Ihr Schulungsanspruch in der Jugend- und Auszubildendenvertretung (JAV)

Um die Tätigkeit als JAV-Mitglied richtig ausüben zu können, ist in der Praxis anwendbares Wissen notwendig. Dieses Fachwissen vermitteln wir in unseren Seminaren. Für die Seminarteilnahme sind nachfolgend aufgeführten gesetzlichen Ansprüche und Voraussetzungen zu beachten.

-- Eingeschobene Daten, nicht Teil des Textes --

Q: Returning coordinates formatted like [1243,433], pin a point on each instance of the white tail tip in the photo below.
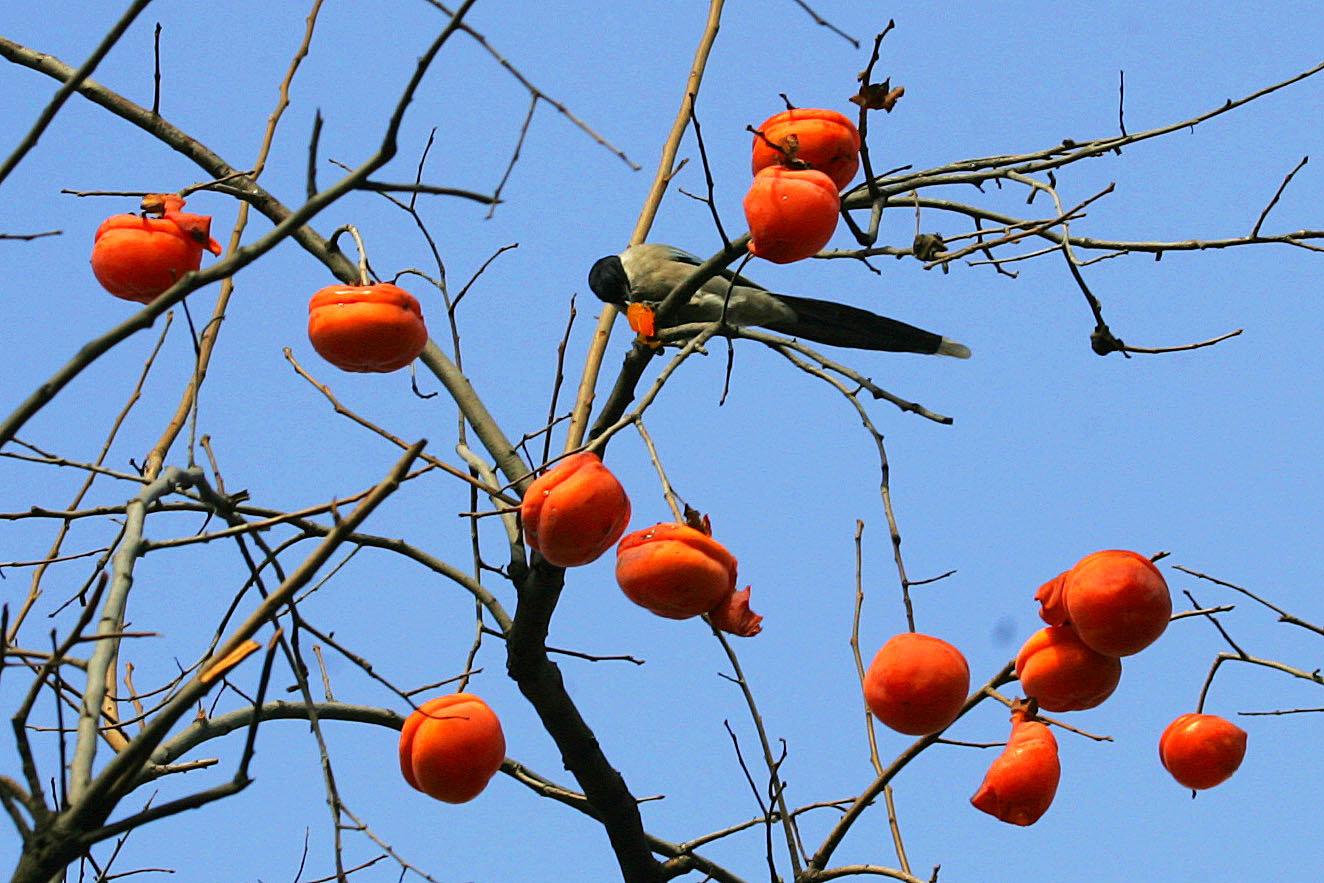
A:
[951,348]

JAV-Mitglieder haben einen rechtlichen Anspruch auf die Teilnahme an Seminaren – das steht im Gesetz: § 37 Abs.6 i.V.m § 65 Abs.1 BetrVG bzw. im öffentlichen Dienst § 62 Satz 1 i.V.m. § 46 Abs.6 und § 44 Abs.1 BPersVG und in den Vorschriften aus den LPersVG. Allerdings müssen die im Seminar gelehrten Kenntnisse für die Arbeit im Gremium erforderlich sein. Zwei Bedingungen müssen erfüllt werden:

  1. Der vermittelte Seminarinhalt ist für die Bewältigung der Aufgaben der JAV notwendig.
  2. Das teilnehmende JAV-Mitglied hat noch keine oder ungenügende Kenntnisse des Themas.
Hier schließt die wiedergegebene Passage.